When examining the effect of the five BCRP substrates on P-glycoprotein function, the scientists found that CBDA was not a substrate of P-glycoprotein but was an inhibitor as it was the only cannabinoid to significantly reduce the permeability of digoxin, a medication used to treat various heart conditions.
After the study published in April in Nature confirmed the entourage effect, this is a new step forward in the discovery of the mechanisms that could explain the efficiency of orally consumed CBD products in lower concentrations.
The newest research from the Lambert Initiative for Cannabinoid Therapeutics compares the pharmacokinetic parameters of cannabinoids administered as an extract to those when administered as an individual compound at equivalent doses, with the results showing a substantial difference.
The study shows that different cannabinoids interact to alter plasma levels of cannabinoids themselves due to what the scientists named a ‘pharmacokinetic entourage effect’.

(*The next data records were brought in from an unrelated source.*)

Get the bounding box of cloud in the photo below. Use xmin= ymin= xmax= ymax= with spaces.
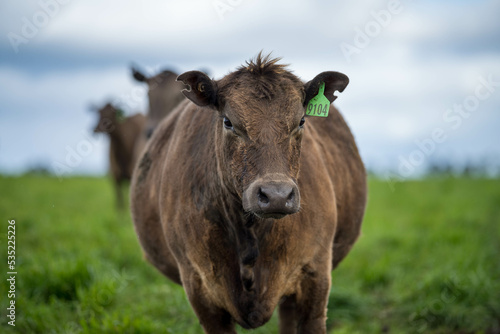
xmin=0 ymin=0 xmax=500 ymax=176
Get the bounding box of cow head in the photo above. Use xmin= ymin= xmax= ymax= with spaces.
xmin=177 ymin=54 xmax=348 ymax=219
xmin=90 ymin=103 xmax=124 ymax=133
xmin=131 ymin=67 xmax=184 ymax=138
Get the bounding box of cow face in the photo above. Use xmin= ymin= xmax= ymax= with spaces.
xmin=132 ymin=67 xmax=184 ymax=138
xmin=94 ymin=103 xmax=123 ymax=133
xmin=178 ymin=56 xmax=348 ymax=219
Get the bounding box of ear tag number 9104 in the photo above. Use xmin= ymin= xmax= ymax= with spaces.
xmin=306 ymin=82 xmax=330 ymax=117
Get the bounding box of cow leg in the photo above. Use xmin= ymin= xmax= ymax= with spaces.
xmin=297 ymin=272 xmax=331 ymax=334
xmin=279 ymin=296 xmax=297 ymax=334
xmin=115 ymin=179 xmax=123 ymax=210
xmin=182 ymin=273 xmax=236 ymax=334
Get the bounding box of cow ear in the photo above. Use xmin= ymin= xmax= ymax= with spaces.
xmin=130 ymin=66 xmax=148 ymax=82
xmin=304 ymin=71 xmax=349 ymax=105
xmin=177 ymin=71 xmax=217 ymax=107
xmin=87 ymin=103 xmax=99 ymax=112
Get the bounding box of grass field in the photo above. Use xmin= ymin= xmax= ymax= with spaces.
xmin=0 ymin=176 xmax=500 ymax=334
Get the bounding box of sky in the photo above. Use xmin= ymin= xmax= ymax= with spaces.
xmin=0 ymin=0 xmax=500 ymax=179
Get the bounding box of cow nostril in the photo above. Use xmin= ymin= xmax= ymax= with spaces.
xmin=285 ymin=189 xmax=295 ymax=207
xmin=257 ymin=189 xmax=269 ymax=204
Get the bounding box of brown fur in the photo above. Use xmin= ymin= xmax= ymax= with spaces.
xmin=131 ymin=55 xmax=366 ymax=334
xmin=94 ymin=103 xmax=145 ymax=208
xmin=132 ymin=68 xmax=184 ymax=156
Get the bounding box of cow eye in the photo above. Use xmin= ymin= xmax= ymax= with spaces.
xmin=223 ymin=117 xmax=234 ymax=130
xmin=299 ymin=117 xmax=306 ymax=128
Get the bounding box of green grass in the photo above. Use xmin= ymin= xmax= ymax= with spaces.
xmin=0 ymin=176 xmax=500 ymax=334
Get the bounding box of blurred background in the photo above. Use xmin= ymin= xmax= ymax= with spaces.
xmin=0 ymin=0 xmax=500 ymax=179
xmin=0 ymin=0 xmax=500 ymax=334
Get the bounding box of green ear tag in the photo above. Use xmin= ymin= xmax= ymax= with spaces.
xmin=306 ymin=82 xmax=330 ymax=117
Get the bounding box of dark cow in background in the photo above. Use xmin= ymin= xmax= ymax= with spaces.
xmin=94 ymin=103 xmax=145 ymax=209
xmin=131 ymin=54 xmax=367 ymax=334
xmin=131 ymin=67 xmax=184 ymax=156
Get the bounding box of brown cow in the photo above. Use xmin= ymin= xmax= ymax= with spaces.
xmin=131 ymin=54 xmax=366 ymax=334
xmin=131 ymin=67 xmax=184 ymax=145
xmin=94 ymin=103 xmax=145 ymax=209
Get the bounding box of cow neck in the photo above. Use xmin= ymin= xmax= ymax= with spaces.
xmin=205 ymin=122 xmax=259 ymax=293
xmin=210 ymin=185 xmax=260 ymax=292
xmin=109 ymin=124 xmax=128 ymax=174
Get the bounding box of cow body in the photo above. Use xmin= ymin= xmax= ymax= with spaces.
xmin=94 ymin=103 xmax=145 ymax=209
xmin=131 ymin=53 xmax=366 ymax=333
xmin=132 ymin=68 xmax=184 ymax=161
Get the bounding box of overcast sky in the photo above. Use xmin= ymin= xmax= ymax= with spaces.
xmin=0 ymin=0 xmax=500 ymax=177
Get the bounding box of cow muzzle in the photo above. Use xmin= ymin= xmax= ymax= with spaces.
xmin=243 ymin=174 xmax=300 ymax=219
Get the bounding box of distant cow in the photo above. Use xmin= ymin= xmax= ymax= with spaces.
xmin=131 ymin=67 xmax=184 ymax=156
xmin=131 ymin=54 xmax=367 ymax=334
xmin=94 ymin=103 xmax=145 ymax=208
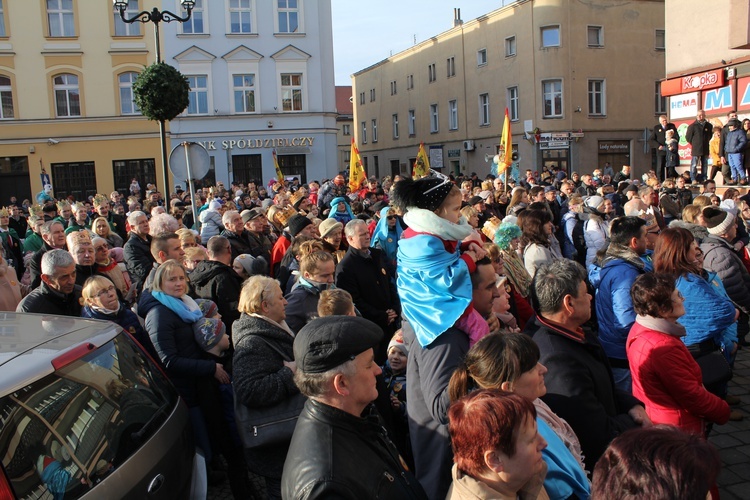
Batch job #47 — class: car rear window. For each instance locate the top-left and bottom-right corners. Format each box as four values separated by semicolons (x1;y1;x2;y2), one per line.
0;333;179;500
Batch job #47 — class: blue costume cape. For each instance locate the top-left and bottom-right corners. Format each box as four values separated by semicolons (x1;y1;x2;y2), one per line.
396;234;472;347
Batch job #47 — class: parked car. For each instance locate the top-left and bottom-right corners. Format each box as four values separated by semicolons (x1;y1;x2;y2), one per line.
0;313;206;500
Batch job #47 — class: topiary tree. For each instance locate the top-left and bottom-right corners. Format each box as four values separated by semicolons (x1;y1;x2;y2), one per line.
133;62;190;122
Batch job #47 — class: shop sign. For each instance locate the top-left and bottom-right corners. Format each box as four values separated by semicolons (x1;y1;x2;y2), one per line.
669;92;700;119
197;137;315;151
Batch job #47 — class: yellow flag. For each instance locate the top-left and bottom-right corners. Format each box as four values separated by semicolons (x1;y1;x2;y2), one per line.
497;108;513;174
349;137;365;193
271;149;284;186
412;142;430;179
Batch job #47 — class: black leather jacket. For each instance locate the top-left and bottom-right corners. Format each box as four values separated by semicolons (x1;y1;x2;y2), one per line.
281;399;427;500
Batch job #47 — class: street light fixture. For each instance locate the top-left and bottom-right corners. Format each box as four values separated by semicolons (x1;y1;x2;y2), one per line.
112;0;195;195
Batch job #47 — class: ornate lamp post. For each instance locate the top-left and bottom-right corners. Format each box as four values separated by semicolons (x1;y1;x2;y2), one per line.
112;0;195;197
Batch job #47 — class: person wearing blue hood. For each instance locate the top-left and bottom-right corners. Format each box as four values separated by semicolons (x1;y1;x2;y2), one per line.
589;216;652;393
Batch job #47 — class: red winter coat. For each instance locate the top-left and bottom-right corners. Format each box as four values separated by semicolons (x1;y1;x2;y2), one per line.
626;319;729;436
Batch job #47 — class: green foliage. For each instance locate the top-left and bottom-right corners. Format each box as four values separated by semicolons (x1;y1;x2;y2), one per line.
133;62;190;121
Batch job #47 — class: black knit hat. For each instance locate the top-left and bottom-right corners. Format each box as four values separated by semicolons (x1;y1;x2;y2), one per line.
286;214;312;236
294;316;383;373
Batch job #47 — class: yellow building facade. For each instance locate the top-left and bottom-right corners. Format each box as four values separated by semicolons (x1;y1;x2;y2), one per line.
0;0;164;205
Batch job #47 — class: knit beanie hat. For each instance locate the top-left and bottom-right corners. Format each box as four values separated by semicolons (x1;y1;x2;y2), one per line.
287;214;312;236
703;207;734;236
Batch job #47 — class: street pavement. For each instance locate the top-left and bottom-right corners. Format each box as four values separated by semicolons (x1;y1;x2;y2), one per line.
208;347;750;500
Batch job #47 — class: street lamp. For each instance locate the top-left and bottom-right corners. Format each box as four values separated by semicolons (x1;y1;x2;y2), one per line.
112;0;195;195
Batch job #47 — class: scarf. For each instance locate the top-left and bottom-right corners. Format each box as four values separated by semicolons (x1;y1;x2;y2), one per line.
404;207;474;241
151;292;203;323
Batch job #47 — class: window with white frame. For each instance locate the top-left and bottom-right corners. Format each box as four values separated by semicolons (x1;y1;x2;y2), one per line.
505;36;516;57
276;0;301;33
0;75;16;120
281;73;304;111
448;99;458;130
52;74;81;117
589;80;607;116
507;87;518;121
586;26;604;47
46;0;76;37
185;75;208;115
479;94;490;127
113;2;141;36
229;0;253;33
117;71;141;115
654;81;667;115
541;24;560;48
477;49;487;66
180;0;206;35
654;30;667;50
542;80;563;118
232;73;255;113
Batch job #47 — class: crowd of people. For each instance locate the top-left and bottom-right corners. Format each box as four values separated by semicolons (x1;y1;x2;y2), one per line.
0;135;750;499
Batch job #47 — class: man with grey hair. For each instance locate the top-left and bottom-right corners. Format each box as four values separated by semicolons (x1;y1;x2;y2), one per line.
336;219;401;364
16;249;81;317
281;316;427;499
525;259;651;470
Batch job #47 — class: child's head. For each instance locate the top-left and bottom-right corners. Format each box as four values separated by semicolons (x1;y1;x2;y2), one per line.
193;318;229;356
318;288;356;318
388;329;409;372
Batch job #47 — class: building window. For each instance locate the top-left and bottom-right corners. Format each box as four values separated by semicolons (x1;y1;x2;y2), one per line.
232;74;255;113
117;71;141;115
505;36;516;57
430;104;440;134
281;73;302;111
53;74;81;117
0;75;15;120
448;100;458;130
479;94;490;126
276;0;299;33
589;80;607;116
51;161;96;200
229;0;253;33
180;0;205;35
114;2;141;36
542;80;562;118
654;81;667;115
508;87;518;121
47;0;76;37
587;26;604;47
654;30;667;50
446;56;456;78
542;24;560;49
477;49;487;66
187;75;208;115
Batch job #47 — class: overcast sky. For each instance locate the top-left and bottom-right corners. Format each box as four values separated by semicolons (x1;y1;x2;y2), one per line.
331;0;502;85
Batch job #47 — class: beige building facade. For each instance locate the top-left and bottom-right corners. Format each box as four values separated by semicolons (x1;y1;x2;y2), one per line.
0;0;163;205
353;0;665;183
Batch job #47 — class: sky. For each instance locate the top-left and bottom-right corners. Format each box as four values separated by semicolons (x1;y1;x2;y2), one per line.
331;0;502;85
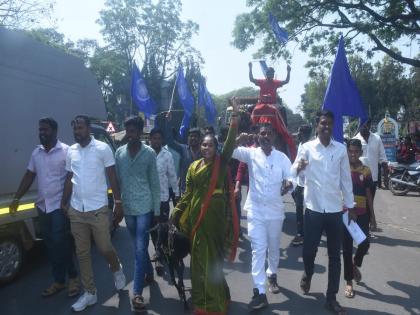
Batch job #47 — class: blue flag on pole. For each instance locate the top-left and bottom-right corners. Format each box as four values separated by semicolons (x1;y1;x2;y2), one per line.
268;13;289;44
131;63;156;118
322;36;367;142
176;65;194;137
198;78;217;125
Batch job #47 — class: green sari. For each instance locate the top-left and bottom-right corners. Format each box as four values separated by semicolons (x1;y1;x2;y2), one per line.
172;124;238;315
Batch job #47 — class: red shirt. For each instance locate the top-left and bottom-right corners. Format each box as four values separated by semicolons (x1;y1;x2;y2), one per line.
255;79;283;104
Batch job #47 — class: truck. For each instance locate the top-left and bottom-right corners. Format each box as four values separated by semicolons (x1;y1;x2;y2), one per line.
0;28;113;284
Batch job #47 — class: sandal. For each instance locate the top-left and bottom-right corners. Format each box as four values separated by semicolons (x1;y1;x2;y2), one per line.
41;282;66;297
300;273;311;294
67;277;80;297
344;285;355;299
325;300;347;315
353;264;362;284
131;294;146;310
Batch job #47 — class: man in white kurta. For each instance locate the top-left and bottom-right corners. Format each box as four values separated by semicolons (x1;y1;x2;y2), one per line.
232;125;291;309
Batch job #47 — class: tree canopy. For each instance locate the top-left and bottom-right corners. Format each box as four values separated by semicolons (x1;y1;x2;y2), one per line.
233;0;420;67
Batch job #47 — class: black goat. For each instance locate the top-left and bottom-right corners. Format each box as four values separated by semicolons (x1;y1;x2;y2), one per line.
151;222;190;310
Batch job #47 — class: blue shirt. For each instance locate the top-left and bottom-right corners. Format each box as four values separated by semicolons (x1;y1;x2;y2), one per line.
115;144;160;216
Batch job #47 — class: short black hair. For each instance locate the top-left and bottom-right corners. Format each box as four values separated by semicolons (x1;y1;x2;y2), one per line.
298;125;312;136
124;116;144;132
149;128;163;137
38;117;58;131
258;123;274;133
204;126;216;134
347;139;362;150
71;115;90;127
316;109;334;124
188;127;201;138
249;125;260;134
201;132;219;152
266;67;274;74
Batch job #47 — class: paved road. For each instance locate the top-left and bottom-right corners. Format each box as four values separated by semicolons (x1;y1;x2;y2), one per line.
0;190;420;315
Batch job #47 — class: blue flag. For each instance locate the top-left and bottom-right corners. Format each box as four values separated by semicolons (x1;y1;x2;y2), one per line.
322;36;367;142
176;66;194;137
198;78;217;125
131;63;156;118
260;60;268;77
268;13;289;44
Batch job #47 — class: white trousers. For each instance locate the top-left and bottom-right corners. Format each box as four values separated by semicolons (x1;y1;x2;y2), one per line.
248;218;283;294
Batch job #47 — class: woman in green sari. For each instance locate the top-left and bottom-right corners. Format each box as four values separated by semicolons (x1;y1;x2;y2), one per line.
172;100;239;315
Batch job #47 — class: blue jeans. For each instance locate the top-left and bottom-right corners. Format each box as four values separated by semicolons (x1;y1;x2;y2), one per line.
38;209;77;284
125;212;153;295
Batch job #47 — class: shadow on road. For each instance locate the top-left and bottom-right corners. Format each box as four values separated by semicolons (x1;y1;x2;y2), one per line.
373;235;420;248
357;281;420;314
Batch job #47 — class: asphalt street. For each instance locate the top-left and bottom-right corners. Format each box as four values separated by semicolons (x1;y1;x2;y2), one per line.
0;190;420;315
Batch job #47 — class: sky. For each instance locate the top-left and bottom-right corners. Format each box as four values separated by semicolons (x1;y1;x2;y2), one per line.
54;0;309;111
54;0;418;112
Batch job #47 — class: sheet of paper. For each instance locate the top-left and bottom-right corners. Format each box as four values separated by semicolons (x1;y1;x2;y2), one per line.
343;211;366;245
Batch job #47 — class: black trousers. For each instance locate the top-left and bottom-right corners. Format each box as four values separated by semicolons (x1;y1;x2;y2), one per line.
292;186;304;236
302;209;343;301
343;212;370;281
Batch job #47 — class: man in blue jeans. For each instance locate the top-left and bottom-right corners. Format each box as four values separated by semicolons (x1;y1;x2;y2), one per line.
291;111;356;315
9;118;80;297
115;117;160;310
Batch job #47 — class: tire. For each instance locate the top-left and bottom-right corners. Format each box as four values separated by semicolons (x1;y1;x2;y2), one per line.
389;173;410;196
0;237;24;285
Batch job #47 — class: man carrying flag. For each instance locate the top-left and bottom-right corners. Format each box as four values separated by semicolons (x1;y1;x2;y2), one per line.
322;37;367;142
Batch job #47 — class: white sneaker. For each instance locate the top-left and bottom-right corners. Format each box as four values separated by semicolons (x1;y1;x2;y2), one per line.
114;267;126;291
71;291;98;312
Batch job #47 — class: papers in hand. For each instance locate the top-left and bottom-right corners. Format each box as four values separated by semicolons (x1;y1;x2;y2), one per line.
343;211;366;245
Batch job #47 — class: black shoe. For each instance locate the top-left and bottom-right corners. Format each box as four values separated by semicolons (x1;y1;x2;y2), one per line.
144;273;155;287
155;260;165;277
248;288;268;310
292;234;303;246
300;273;311;294
325;300;347;315
268;274;280;294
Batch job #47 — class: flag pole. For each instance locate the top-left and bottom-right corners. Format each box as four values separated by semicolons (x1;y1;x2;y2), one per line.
168;75;178;113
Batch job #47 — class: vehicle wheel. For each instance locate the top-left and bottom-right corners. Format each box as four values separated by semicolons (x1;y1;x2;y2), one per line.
389;174;410;196
0;238;23;284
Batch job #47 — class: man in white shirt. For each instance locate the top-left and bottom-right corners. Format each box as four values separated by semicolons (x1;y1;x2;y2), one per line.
292;125;312;246
291;111;355;315
354;119;388;230
10;117;80;297
61;115;125;312
232;124;293;310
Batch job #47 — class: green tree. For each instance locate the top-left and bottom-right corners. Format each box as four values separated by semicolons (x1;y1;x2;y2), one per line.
233;0;420;67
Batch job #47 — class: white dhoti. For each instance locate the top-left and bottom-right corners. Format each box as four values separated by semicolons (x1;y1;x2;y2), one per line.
248;217;283;293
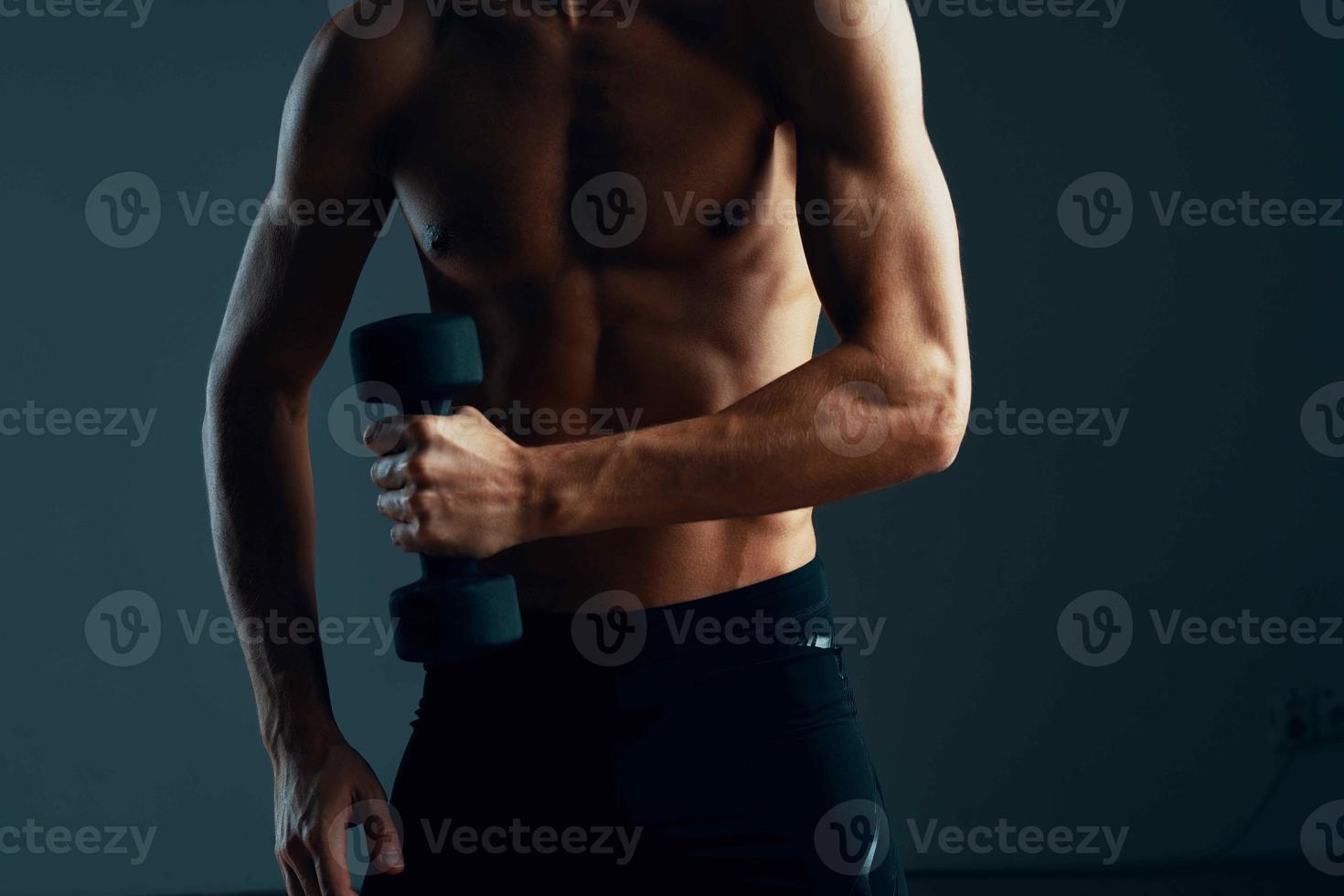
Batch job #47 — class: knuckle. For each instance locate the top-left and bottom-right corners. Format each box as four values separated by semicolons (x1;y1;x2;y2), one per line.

“Our results suggest CBDA might play a greater role in the effects of these low-dose CBD products than previously thought. Our own preclinical studies show CBDA reduces anxiety and seizures. This result provides us with a pathway to explore why some cannabis extracts yield pharmacological effects in humans at lower doses.”, said the lead author of the study, Dr. Lyndsey Anderson in a press release.
The scientists will continue to work on how this pharmacokinetic entourage effect might lead to observed therapeutic outcomes for cannabinoids in people.